So what do I specifically study about kangaroo rats using genetics? Well, there’s been a long standing debate in our lab if our two study sites are actually separate genetic populations, or geographic locations. They’re separated by about 30 miles, and krats don’t disperse that far in a year – usually 100 meters. However, the sites are connected by a valley that’s full of kangaroo rats. If they’re a single population, their long term population histories and genetic variation would be similar. If they’re two populations, you would see some difference. That’s what I’m trying to solve.

How do you look thousands of years back into the past using just the DNA you have now? You use a molecular clock. DNA mutations accumulate at certain rates in certain areas, and you count the number of mutations. For example, if you know in one gene you get one mutation every ten million years, and you see three mutations, that probably took 30 million years to accumulate.

I specifically use the control region of mitochondrial DNA. The control region is a noncoding region that accumulates mutations quickly since it doesn’t undergo any type of selection.
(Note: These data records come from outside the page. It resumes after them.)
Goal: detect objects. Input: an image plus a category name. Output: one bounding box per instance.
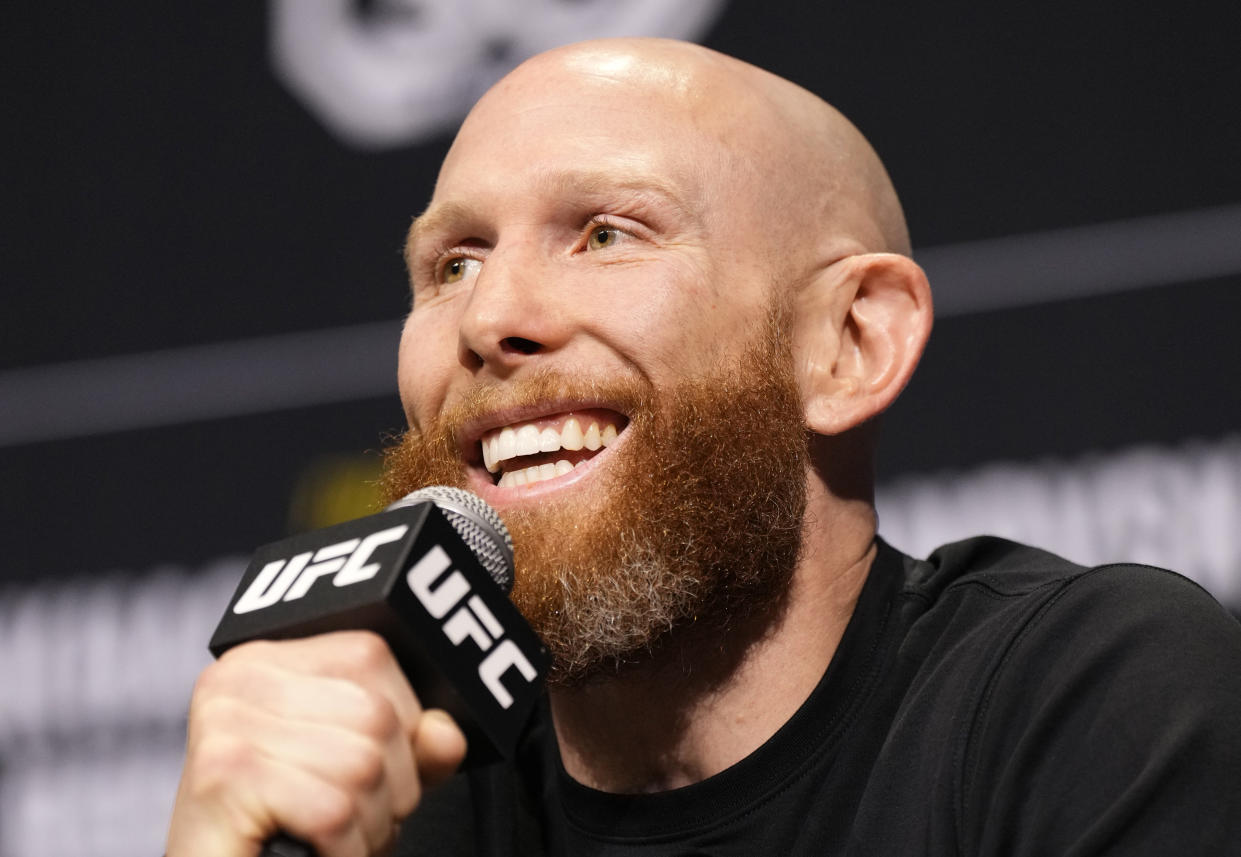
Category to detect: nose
[457,241,570,377]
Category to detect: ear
[793,253,932,434]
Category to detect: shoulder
[392,774,474,857]
[907,538,1241,855]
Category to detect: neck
[550,478,875,794]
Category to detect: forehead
[432,59,730,218]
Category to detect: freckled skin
[398,40,930,790]
[166,40,931,857]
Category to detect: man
[169,40,1241,857]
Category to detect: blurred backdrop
[0,0,1241,857]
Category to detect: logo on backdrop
[271,0,727,149]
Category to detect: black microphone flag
[208,487,550,765]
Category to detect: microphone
[208,485,550,857]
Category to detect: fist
[168,631,465,857]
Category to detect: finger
[190,689,422,847]
[413,708,467,788]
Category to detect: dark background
[0,0,1241,582]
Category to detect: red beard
[383,317,808,685]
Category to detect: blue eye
[586,226,621,251]
[439,255,479,283]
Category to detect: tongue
[495,448,599,479]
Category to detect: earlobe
[793,253,932,435]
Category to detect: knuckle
[356,691,400,740]
[189,696,243,740]
[340,740,385,791]
[314,786,360,838]
[344,631,392,672]
[186,733,254,794]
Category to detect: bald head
[449,38,910,262]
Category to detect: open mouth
[479,408,629,487]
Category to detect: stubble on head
[383,305,808,686]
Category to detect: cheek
[397,313,457,425]
[608,258,766,375]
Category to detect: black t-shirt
[397,538,1241,857]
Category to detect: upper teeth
[480,417,617,473]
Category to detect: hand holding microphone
[169,487,547,857]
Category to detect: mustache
[410,368,655,446]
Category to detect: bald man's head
[390,40,925,680]
[446,38,910,267]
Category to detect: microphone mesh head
[388,485,513,592]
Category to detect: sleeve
[392,774,474,857]
[958,566,1241,857]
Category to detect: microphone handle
[261,833,315,857]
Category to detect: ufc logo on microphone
[405,544,536,708]
[233,523,410,613]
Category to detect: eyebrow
[405,170,690,260]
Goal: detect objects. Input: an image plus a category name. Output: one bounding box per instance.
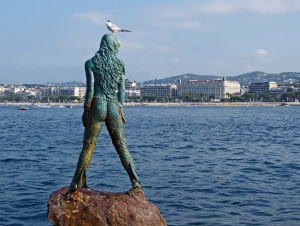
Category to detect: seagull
[106,20,131,33]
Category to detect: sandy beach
[0,102,300,107]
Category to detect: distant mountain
[46,81,86,87]
[142,71,300,86]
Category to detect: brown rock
[48,186,167,226]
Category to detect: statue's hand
[119,104,126,124]
[82,108,90,127]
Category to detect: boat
[280,102,290,107]
[18,105,29,110]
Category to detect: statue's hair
[92,34,125,95]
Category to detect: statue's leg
[105,101,142,190]
[67,99,106,194]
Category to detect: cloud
[71,12,109,25]
[152,0,300,20]
[254,49,268,58]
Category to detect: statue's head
[100,34,120,55]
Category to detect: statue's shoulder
[84,59,94,68]
[117,58,125,74]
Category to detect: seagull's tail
[119,29,131,32]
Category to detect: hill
[143,71,300,86]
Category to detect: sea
[0,106,300,225]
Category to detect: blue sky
[0,0,300,84]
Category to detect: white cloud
[254,49,268,58]
[154,0,300,20]
[173,21,202,30]
[71,12,109,25]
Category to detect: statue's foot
[82,184,90,188]
[65,181,78,195]
[132,181,143,190]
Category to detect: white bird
[106,20,131,33]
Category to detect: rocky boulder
[48,186,167,226]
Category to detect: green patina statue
[66,34,142,194]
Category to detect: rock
[48,186,167,226]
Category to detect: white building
[125,79,141,99]
[178,78,241,99]
[249,82,277,94]
[60,86,86,99]
[141,84,177,100]
[0,86,5,98]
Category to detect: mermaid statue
[66,34,142,194]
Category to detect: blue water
[0,106,300,225]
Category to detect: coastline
[0,102,300,107]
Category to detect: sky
[0,0,300,84]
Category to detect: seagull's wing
[110,23,121,31]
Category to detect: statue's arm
[118,75,125,106]
[84,59,95,109]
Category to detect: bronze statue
[66,34,142,194]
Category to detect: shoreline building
[249,82,278,95]
[178,77,241,99]
[141,84,177,100]
[60,86,86,99]
[125,79,141,99]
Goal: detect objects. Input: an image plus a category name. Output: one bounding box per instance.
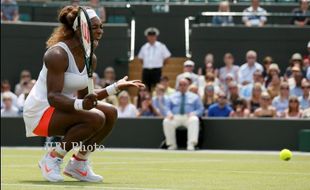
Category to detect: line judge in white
[138,27,171,90]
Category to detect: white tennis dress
[23,42,88,137]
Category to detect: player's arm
[43,47,95,112]
[43,47,74,111]
[77,54,97,99]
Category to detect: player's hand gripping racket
[78,7,94,94]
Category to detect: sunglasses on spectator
[280,87,289,90]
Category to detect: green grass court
[1,148,310,190]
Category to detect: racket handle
[87,78,94,94]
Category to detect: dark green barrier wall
[1,118,310,150]
[190,25,310,72]
[20,3,298,57]
[1,23,129,84]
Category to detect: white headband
[72,9,99,31]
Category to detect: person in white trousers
[163,78,203,150]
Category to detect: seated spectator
[219,53,239,83]
[287,66,303,89]
[212,1,234,26]
[133,87,150,109]
[188,84,200,96]
[1,92,19,117]
[197,53,218,76]
[238,50,263,85]
[138,94,161,117]
[242,0,267,26]
[89,0,106,22]
[248,83,263,113]
[1,80,17,108]
[240,70,266,100]
[117,91,138,118]
[1,0,19,22]
[163,78,203,150]
[100,67,116,88]
[93,72,102,89]
[306,64,310,81]
[70,0,80,7]
[298,81,310,110]
[229,98,250,118]
[291,0,310,26]
[263,56,273,78]
[15,70,32,96]
[17,79,36,112]
[152,84,168,117]
[208,92,232,117]
[301,108,310,119]
[159,76,175,96]
[198,72,221,97]
[284,53,302,80]
[217,73,235,94]
[267,75,281,99]
[227,81,240,106]
[254,92,277,117]
[265,63,281,88]
[290,72,303,97]
[202,84,217,116]
[284,96,302,119]
[272,82,290,117]
[175,60,198,89]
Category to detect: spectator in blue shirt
[242,0,267,26]
[298,81,310,110]
[152,84,168,117]
[290,72,303,97]
[163,78,203,150]
[1,0,19,21]
[212,1,234,26]
[208,92,232,117]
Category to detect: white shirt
[1,106,19,117]
[23,42,88,137]
[138,41,171,69]
[238,62,263,84]
[117,104,138,118]
[242,6,267,26]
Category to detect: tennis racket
[78,7,94,94]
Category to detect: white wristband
[74,99,84,110]
[106,83,118,96]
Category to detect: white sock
[55,146,67,157]
[75,151,92,160]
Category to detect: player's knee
[89,113,105,131]
[189,115,199,123]
[108,106,117,121]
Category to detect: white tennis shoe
[64,157,103,182]
[39,152,64,182]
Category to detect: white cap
[144,27,159,36]
[184,60,195,66]
[292,53,302,60]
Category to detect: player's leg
[185,116,199,150]
[39,109,105,182]
[163,116,179,150]
[80,102,117,154]
[64,102,117,182]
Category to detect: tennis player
[23,6,144,182]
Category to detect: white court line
[2,163,310,176]
[1,183,171,190]
[1,146,310,156]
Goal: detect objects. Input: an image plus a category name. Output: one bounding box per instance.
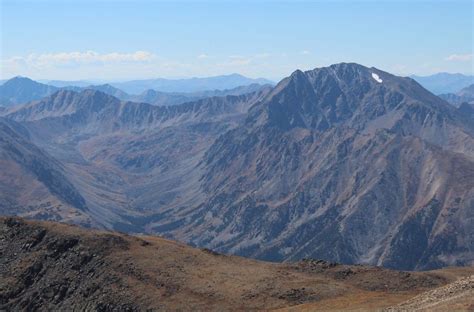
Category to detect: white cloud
[255,53,272,58]
[445,53,472,62]
[218,55,252,66]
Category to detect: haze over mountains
[0,63,474,270]
[0,75,271,107]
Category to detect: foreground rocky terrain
[0,218,474,311]
[0,63,474,270]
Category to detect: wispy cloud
[3,51,156,68]
[445,53,472,62]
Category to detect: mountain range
[0,63,474,270]
[0,76,270,107]
[439,84,474,106]
[0,218,474,311]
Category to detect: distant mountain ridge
[0,63,474,270]
[439,84,474,106]
[0,77,270,107]
[111,74,273,94]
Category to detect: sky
[0,0,474,81]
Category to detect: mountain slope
[0,218,473,311]
[439,84,474,107]
[5,63,474,270]
[157,64,474,269]
[0,77,58,106]
[2,90,268,232]
[0,118,93,224]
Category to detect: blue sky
[0,0,474,80]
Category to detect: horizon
[0,0,474,81]
[0,62,474,84]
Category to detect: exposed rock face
[0,218,473,311]
[0,77,59,106]
[0,64,474,270]
[160,64,474,269]
[439,84,474,107]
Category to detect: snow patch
[372,73,383,83]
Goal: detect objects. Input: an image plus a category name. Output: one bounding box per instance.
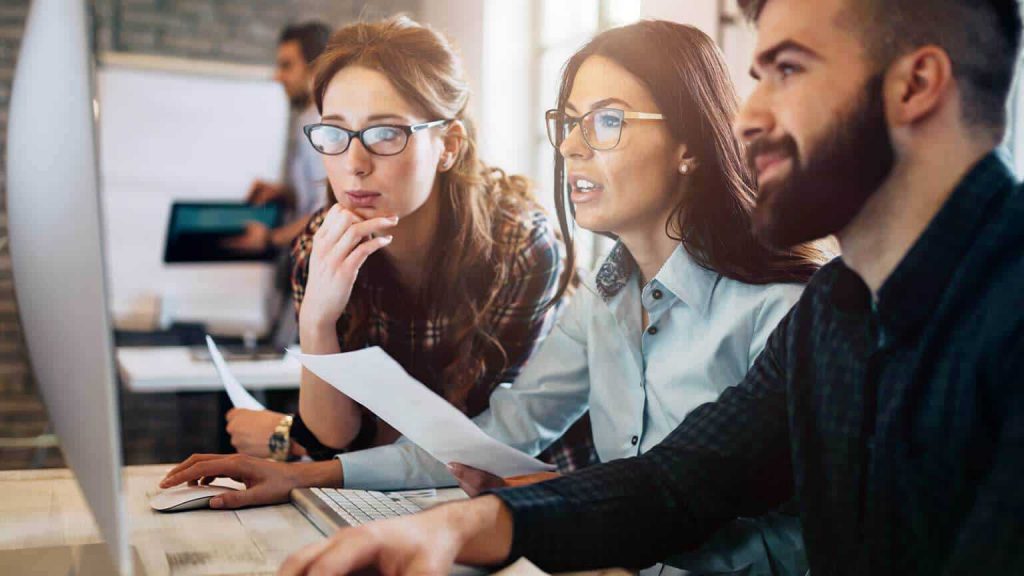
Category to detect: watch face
[269,433,285,453]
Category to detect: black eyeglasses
[544,108,665,150]
[302,120,452,156]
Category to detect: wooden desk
[0,464,465,576]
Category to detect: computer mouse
[150,485,234,512]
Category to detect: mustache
[746,136,799,174]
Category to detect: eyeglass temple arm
[623,112,665,120]
[409,119,452,133]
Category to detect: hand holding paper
[292,346,554,477]
[206,334,265,410]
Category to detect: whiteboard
[96,54,288,334]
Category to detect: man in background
[224,22,331,448]
[227,22,331,253]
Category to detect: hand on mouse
[160,454,342,508]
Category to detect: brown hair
[739,0,1021,132]
[555,20,826,284]
[313,16,536,409]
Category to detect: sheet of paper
[206,334,265,410]
[292,346,554,478]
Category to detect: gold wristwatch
[267,414,293,462]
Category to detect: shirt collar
[593,242,721,315]
[878,152,1016,333]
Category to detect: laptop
[164,202,282,263]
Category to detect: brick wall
[0,0,419,469]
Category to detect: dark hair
[555,20,825,295]
[739,0,1021,131]
[278,20,331,64]
[312,16,539,408]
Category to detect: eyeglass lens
[309,124,409,156]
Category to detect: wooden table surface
[0,464,464,576]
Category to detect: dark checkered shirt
[497,154,1024,576]
[292,203,597,471]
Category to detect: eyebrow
[750,40,821,80]
[565,97,633,112]
[322,114,408,122]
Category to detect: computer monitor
[7,0,132,574]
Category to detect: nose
[342,138,374,176]
[558,124,594,158]
[733,87,775,146]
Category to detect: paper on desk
[206,334,266,410]
[290,346,554,478]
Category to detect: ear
[885,46,955,126]
[437,120,466,172]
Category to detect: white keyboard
[310,488,421,526]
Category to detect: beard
[746,74,895,248]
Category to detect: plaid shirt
[497,154,1024,576]
[292,203,597,471]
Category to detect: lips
[345,190,381,208]
[568,174,604,204]
[754,153,790,180]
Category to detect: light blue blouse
[338,239,803,490]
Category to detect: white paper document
[293,346,555,478]
[206,334,265,410]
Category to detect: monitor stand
[0,542,145,576]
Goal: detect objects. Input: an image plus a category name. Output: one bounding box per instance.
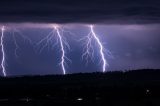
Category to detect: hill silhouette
[0,69,160,106]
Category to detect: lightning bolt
[1,26,7,77]
[80,25,110,72]
[36,25,71,75]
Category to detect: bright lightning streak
[36,25,71,75]
[54,26,66,75]
[90,25,108,72]
[1,26,7,77]
[81,25,109,72]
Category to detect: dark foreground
[0,70,160,106]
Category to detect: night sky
[0,0,160,76]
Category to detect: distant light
[146,89,150,93]
[77,98,83,101]
[20,98,31,102]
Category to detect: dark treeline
[0,69,160,106]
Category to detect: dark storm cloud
[0,0,160,24]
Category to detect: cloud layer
[0,0,160,24]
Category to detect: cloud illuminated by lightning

It accumulated mutations so quickly that you can see differences within individuals in a single population by just looking at a couple hundred base pairs of sequence data. For example, these may be two individuals:

krat 1: AATCGTT
krat 2: GATCGTT

Each variation of sequence is called a haplotype. You may know the term “genotype” – the main difference here is that since we’re dealing with mitochondrial DNA, it’s haplod (only has one copy). More than one individual usually share haplotypes unless it’s a rare one. If the two populations are isolated, you would expect to see differences in haplotypes. We didn’t see any differences, which indicate these two locations aren’t as isolated as we may have thought.

There’s some more in depth analysis going on, but I’m not going to bore you with those bits.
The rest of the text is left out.